Vous aviez signé trois ans, mais partez au bout de deux. Que s’est-il passé ?L’Energie Cottbus est venu me trouver pour me proposer un challenge intéressant : celui de la promotion en Bundesliga. C’est aussi ce que voulait Aix-la-Chapelle, mais Cottbus était plus ambitieux. Ils avaient l’équipe pour monter, alors je me suis dit, pourquoi pas. Et j’ai eu du flair puisque cette saison, on finit troisièmes… derrière l’Alemannia.

Quelles différences y avait-il entre la Rhénanie et l’ex-Allemagne de l’Est ?Je dois avouer que je ne m’attendais pas à trouver ce que j’ai trouvé. La RDA, c’est un pays que je ne connaissais qu’à travers les livres d’histoire, et la région n’a pas tellement évolué. À Aix-la-Chapelle, on est dans une région qui vit, à Cottbus, dans une région qui survit. Les gens là-bas ont une autre approche de la vie, en partie à cause du fort taux de chômage. En dehors du centre-ville qui est plutôt sympa, il n’y a rien. À Aix-la-Chapelle, vous avez la cathédrale, les rues pavées, les vieilles bâtisses de l’époque gothique, plein d’endroits pour sortir, c’est un super endroit pour habiter. On me reconnaissait dans la rue, je n’ai jamais vécu ça ailleurs. Les gens vivent pour le club, pas pour les résultats, mais pour ce qu’il représente. Qu’on gagne ou qu’on perde, on ne s’est jamais fait siffler, les gens revenaient toujours.

Les choses ont bien changé depuis votre passage. Après une première banqueroute en 2012, le club évolue depuis en D4 et s’est annoncé de nouveau en faillite il y a quelques jours. Vous l’aviez vu venir ?Non, parce qu’à l’époque, le club avait des bases stables. Les installations étaient super, tout le monde était payé en temps et en heure, le stade était toujours plein, à l’époque où je jouais, on avait douze ou treize mille abonnés, rien ne pouvait laisser présager ça. Après, de que j’ai compris, c’est leur nouveau stade qui a plombé les comptes (32 000 places, construit en 2008 pour quarante-six millions d’euros et racheté par la ville pour un euro symbolique lors de la première faillite, ndlr). Je l’ai vu, il est pas mal, mais ça ne vaudra jamais l’ancien.

Qu’est-ce qui peut sauver l’Alemannia aujourd’hui ?Repartir de zéro. Depuis quatre ans, ils luttent juste pour s’en sortir et ils n’y arrivent pas, malgré le fait qu’ils arrivent encore à attirer pas mal de monde pour un club de quatrième division. À ce niveau-là, peu peuvent prétendre faire aussi bien.

En 2010, j’ai signé un an à Chypre parce que je voulais absolument passer ma dernière saison pro au soleil. Le championnat n’était pas terrible, que ce soit au niveau sportif ou de la corruption. Mais niveau vacances, c’était génial.

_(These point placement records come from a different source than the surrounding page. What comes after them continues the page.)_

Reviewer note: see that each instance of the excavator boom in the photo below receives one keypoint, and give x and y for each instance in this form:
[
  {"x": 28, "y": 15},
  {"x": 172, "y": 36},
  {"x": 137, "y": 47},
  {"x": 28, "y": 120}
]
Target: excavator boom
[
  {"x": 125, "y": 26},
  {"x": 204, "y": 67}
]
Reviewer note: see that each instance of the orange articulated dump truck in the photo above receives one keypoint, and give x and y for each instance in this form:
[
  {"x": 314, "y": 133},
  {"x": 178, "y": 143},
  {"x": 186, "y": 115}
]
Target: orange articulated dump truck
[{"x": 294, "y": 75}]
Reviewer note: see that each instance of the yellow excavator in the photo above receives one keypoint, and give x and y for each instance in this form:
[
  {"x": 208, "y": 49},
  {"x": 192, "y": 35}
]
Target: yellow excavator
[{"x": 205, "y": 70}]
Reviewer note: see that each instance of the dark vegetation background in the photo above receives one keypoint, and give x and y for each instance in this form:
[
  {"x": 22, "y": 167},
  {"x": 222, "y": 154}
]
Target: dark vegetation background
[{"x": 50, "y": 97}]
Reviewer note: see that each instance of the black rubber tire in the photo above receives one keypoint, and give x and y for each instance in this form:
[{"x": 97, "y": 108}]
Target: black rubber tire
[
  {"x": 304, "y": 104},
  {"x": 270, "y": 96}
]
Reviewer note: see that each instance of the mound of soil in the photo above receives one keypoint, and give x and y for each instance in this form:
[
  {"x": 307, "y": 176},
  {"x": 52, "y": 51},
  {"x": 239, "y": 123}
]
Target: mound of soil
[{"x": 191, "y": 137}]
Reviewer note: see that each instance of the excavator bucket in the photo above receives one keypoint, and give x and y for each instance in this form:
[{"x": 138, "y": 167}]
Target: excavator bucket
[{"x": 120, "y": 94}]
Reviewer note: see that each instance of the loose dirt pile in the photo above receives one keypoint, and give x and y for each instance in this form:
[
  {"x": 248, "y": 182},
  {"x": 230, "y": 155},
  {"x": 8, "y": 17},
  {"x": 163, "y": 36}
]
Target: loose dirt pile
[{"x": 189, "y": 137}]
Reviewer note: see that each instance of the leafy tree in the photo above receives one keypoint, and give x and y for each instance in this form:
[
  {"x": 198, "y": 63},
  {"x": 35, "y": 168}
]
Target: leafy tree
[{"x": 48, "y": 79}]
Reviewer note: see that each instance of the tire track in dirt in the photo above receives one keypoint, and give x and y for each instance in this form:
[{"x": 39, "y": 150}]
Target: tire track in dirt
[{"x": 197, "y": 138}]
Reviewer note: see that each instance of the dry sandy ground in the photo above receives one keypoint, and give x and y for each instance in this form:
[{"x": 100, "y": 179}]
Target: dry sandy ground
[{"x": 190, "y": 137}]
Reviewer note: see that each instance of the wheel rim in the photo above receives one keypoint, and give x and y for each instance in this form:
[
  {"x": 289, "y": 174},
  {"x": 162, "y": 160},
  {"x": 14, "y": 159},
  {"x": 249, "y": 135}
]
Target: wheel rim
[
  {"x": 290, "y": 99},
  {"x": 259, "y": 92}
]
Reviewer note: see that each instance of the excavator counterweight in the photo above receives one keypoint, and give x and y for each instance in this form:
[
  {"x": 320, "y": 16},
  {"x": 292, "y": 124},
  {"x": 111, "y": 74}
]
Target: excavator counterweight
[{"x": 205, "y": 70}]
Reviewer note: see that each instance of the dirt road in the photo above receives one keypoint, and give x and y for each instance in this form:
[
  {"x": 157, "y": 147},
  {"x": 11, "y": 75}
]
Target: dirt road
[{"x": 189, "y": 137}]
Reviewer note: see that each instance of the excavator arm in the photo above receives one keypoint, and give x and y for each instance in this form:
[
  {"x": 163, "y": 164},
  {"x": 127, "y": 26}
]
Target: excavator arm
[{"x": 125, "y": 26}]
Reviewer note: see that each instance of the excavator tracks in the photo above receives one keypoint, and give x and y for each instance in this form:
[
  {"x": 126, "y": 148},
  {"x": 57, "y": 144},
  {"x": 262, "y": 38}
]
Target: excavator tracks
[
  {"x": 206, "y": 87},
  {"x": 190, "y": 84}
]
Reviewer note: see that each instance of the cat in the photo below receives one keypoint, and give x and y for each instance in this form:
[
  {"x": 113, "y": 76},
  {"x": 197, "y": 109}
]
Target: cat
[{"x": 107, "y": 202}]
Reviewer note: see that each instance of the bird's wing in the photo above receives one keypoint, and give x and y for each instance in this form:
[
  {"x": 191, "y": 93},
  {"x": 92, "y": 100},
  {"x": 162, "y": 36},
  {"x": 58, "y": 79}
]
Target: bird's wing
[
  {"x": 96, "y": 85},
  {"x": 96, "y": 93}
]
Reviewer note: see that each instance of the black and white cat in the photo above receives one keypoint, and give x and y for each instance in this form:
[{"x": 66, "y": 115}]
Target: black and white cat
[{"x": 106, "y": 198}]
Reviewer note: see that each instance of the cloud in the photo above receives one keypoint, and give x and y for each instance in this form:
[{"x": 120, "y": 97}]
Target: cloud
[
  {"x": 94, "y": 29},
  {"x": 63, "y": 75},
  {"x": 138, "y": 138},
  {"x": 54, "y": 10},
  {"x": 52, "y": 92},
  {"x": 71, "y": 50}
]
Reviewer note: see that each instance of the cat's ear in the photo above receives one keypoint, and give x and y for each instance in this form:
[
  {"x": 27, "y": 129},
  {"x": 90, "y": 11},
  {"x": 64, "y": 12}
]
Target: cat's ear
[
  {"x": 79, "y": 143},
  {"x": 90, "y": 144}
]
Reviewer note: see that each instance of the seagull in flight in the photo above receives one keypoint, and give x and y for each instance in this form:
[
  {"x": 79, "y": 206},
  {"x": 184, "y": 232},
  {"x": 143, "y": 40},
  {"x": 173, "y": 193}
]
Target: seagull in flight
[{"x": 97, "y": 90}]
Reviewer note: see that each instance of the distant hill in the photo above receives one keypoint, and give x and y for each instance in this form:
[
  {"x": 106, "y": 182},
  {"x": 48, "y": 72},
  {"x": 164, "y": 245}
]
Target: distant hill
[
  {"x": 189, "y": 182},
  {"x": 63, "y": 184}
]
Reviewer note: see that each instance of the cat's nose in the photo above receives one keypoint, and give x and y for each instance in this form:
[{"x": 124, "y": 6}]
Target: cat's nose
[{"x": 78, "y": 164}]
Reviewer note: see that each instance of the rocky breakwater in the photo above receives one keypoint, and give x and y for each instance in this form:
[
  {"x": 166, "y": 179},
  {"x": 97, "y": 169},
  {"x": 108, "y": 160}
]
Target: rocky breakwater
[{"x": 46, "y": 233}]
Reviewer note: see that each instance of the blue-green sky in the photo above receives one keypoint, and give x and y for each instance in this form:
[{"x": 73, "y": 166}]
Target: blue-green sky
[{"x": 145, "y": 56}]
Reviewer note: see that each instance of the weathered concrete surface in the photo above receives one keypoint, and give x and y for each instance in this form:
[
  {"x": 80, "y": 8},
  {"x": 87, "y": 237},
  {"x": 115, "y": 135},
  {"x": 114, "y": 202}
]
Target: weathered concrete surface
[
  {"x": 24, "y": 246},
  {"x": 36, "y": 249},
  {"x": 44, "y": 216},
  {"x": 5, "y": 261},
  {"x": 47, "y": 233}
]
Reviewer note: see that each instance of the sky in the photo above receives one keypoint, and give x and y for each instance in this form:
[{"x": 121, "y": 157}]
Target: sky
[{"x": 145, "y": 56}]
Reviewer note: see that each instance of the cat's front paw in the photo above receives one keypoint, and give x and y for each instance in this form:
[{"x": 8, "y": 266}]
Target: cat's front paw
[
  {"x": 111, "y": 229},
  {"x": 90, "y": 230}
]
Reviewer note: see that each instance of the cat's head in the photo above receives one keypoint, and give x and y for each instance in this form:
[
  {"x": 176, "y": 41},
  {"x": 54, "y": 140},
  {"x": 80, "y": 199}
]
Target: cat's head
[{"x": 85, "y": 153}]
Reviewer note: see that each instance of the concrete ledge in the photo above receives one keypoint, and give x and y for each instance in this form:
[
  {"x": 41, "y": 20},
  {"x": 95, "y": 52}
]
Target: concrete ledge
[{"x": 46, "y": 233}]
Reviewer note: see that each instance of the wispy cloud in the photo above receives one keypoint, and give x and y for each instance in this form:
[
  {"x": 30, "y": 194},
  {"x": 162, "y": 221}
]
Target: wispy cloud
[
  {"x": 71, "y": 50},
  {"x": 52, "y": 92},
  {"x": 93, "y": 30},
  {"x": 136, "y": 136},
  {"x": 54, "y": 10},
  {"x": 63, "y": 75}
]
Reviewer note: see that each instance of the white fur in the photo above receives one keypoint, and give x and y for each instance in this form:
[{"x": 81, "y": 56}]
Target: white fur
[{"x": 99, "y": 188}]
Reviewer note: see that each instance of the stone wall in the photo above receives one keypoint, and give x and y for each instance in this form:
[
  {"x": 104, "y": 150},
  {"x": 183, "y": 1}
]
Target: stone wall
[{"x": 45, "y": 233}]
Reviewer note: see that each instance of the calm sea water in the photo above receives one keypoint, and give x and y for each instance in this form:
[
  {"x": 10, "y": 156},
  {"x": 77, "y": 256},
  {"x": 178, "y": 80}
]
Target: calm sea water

Votre carrière professionnelle (1997-2011) s’est effectuée dans sa grande majorité au sein d’équipes de D2. C’est à Aix-la-Chapelle que vous gardez les meilleurs souvenirs ?Sportivement, oui. Mais humainement, je me suis plus éclaté dans des clubs comme Virton ou Maastricht. Après, j’avoue que je n’ai jamais attaché trop d’importance au fait de jouer en deuxième division. Le plus important, c’était de jouer. Et je préférais jouer les premiers rôles en D2 que d’être un anonyme en D1.

Vous n’avez aucun regret aujourd’hui ?Non, j’ai trente-huit ans, je travaille désormais dans l’immobilier au Luxembourg et je joue dans un club amateur en Belgique pour garder la forme car je suis devenu un habitué de la troisième mi-temps (rires) ! Globalement, j’ai eu une belle carrière, même si elle ne m’a pas rapporté beaucoup d’argent. En 2010, j’ai signé un an à Chypre parce que je voulais absolument passer ma dernière saison pro au soleil. Le championnat n’était pas terrible, que ce soit au niveau sportif ou de la corruption. Mais niveau vacances, c’était génial.

Une dernière chose : après votre saison avec Cottbus, vous finissez troisième, une place synonyme de montée en Bundesliga. Pourquoi être parti ?(Il soupire.) Ah… c’est le cœur qui a parlé. Metz, mon club formateur, m’a rappelé pour me proposer le pari de la montée en D2. C’était Francis De Taddeo, mon coach chez les jeunes, qui avait pris les rênes de l’équipe, alors j’ai dit oui… avant de me blesser six mois. C’est peut-être mon seul vrai regret au fond. J’aurai dû tenter l’expérience en Bundesliga, au moins pour voir, et puis j’aurais plus d’argent sur mon compte en banque !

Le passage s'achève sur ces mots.